Pirates hijacked a fuel tanker off the coast of Nigeria’s oil-rich delta, taking Pakistani and Nigerian sailors hostage in the latest attack targeting the region, private security officials.
The gunmen boarded the MT Matrix I some 40 nautical miles off the coast of Nigeria’s Bayelsa state early Saturday morning, the officials said, taking a number of the crew hostage. It wasn’t immediately known what happened to the rest of the crew. The officials spoke on condition of anonymity as the Nigerian government was not speaking publicly about the hijacking.
A military spokesman in the delta referred calls for comment on Tuesday to Nigeria’s navy. Commodore Kabir Aliyu, a navy spokesman, said there had been no report of a hijacking made to officials.
Some shippers in the region don’t report hijackings publicly, out of fears of having their insurance premiums rise.
Telephone numbers for Pakistan’s High Commission in Abuja, Nigeria’s capital, could not be immediately connected on Tuesday.
Nigerian naval authorities listed the ship as one of several allowed to bring subsidised gasoline into the country in May as part of a programme costing the nation billions of dollars a year.
Naval officials listed the ship as being operated by a company called Integrated Shipping Services Nigeria Ltd. A telephone number for the company could not be immediately found. Other registries listed the ship as being operated by Val Oil Trading SA of Athens, Greece. A number for that company could not be immediately found. Officials at Matrix Energy Ltd., a Nigerian company listed as doing business with Val Oil Trading, did not immediately return a call for comment.
The Gulf of Guinea, which follows the continent’s southward curve from Liberia past Nigeria to Gabon, has seen an escalation in violent pirate attacks from low-level armed robberies to hijackings and cargo thefts. London-based Lloyd’s Market Association — an umbrella group of insurers — has listed Nigeria, neighbouring Benin and nearby waters in the same risk category as Somalia, where two decades of war and anarchy have allowed piracy to flourish.

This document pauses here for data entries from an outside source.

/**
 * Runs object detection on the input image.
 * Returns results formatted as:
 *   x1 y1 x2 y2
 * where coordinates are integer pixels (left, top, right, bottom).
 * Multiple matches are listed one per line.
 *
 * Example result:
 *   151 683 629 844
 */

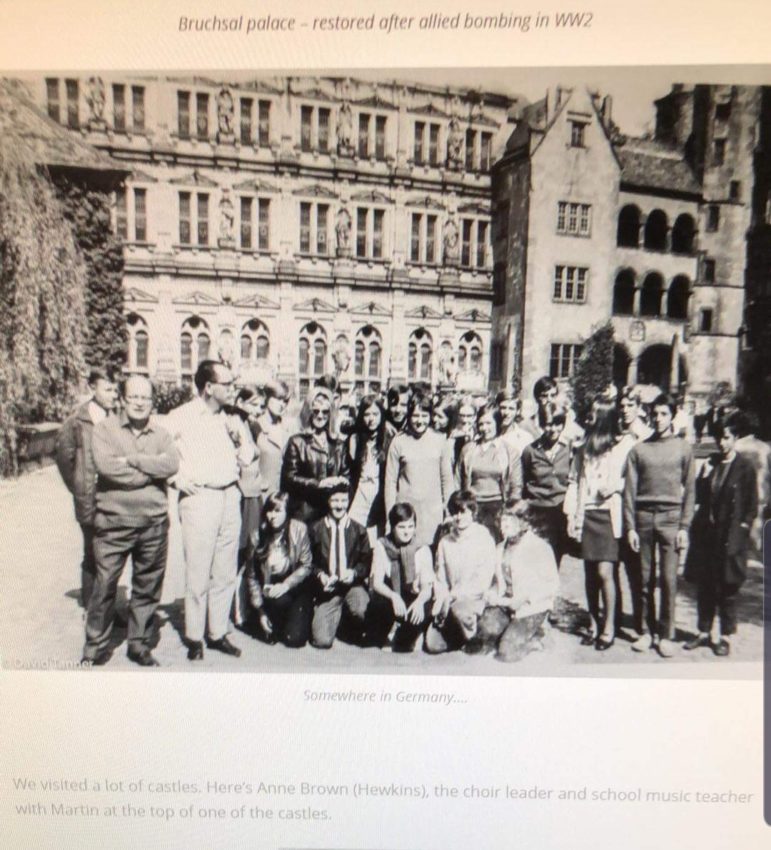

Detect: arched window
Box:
640 272 664 316
672 213 696 254
616 204 640 248
645 210 669 251
126 313 150 373
613 269 634 316
179 316 211 377
667 274 691 319
298 322 327 398
458 331 482 372
241 319 270 364
407 328 434 381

Oil tanker hijackings have happened more and more in recent months, with pirates stealing the fuel onboard, as opposed to kidnapping sailors for ransom. Estimates suggest pirates likely are able to make as much as a $2 million profit for offloading 3,000 tons of fuel. Foreign hostages still draw tens of thousands of dollars in ransoms, with nearly all released unharmed after their companies pay for their freedom.
The piracy and kidnappings have grown around Nigeria’s oil delta, despite a 2009 government amnesty programme for militants there.